The 2026 data shows what absorption looks like in practice. PwC found leaders roughly twice as likely to redesign workflows around AI rather than bolt tools onto existing work. EXL’s 2026 enterprise study found 44% of AI Leaders had rebuilt their enterprise-wide operating model, against 23% of laggards — and where 44% of leaders achieved enterprise-wide data accessibility, 83% of laggards were still fighting data siloed inside business functions. Same tools. Different organism receiving them.

Why is catching up harder than it looks?

Two compounding problems: the leaders’ advantage accrues, and the laggards misread their own position. On the first: redesigned workflows generate proprietary usage data, which improves the next deployment, which justifies the next redesign. Each cycle widens the gap — which is why “fast follower” logic, reliable for previous enterprise technologies, keeps failing here.

On the second: EXL found 76% of companies believe they are ahead of competitors on AI, while roughly one in ten meets the bar of enterprise-wide integration with measurable returns. Executives mistake activity — pilots, tool licenses, usage dashboards — for absorption. In fast-growth markets such as the Gulf, where AI programs are frequently board-mandated at speed, the trap is sharper still: activity is abundant, and its visibility masks how little of the operating model has actually changed.

What should executives do if their company is falling behind?

Start by measuring position, not sentiment. Benchmark integration depth — how many core workflows have been redesigned around AI, how much of your decision data is enterprise-accessible — rather than counting pilots or licenses. Then concentrate: the leaders’ pattern is a small number of domains where AI changes the economics of the business, taken end-to-end, not dozens of shallow experiments. Rebuild one revenue-critical workflow completely — roles, data, decision rights included — before touching the next. The goal is not to look busy with AI. It is to become the kind of organization that converts capability into structure. That conversion, not the technology, is what the 20% actually own.

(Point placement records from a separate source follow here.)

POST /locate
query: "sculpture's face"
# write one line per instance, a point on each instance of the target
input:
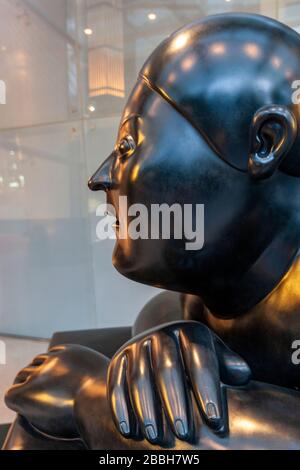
(203, 127)
(169, 162)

Frequently asked questions

Is it too late for laggards to catch up?

No, but the route matters. Catching up means building absorptive capacity — data foundations, workflow redesign, decision-rights clarity — not accelerating tool purchases. McKinsey’s data shows laggards can close the distance, but only by rewiring how the company runs, which takes deliberate years, not budget quarters.

How do we know if we’re actually behind or just feel behind?

Assume your self-assessment is inflated: 76% of companies believe they lead their peers, while about 10% genuinely do. Test integration depth instead of activity volume — redesigned workflows in production, enterprise-wide data access, and AI-attributable P&L impact are the honest indicators.

Does company size determine who pulls ahead?

No. The leader–laggard spread appears within every sector and across size bands. Scale supplies resources, but absorption is an operating-model property — large incumbents with atrophied internal build capability routinely trail smaller firms that redesigned early.

Is this a technology problem or a management problem?

Management. The studies converge on the same diagnosis: the constraint is the operating model — governance, data architecture, workflow design, and leadership commitment — not model quality. The technology is the most evenly distributed part of the equation.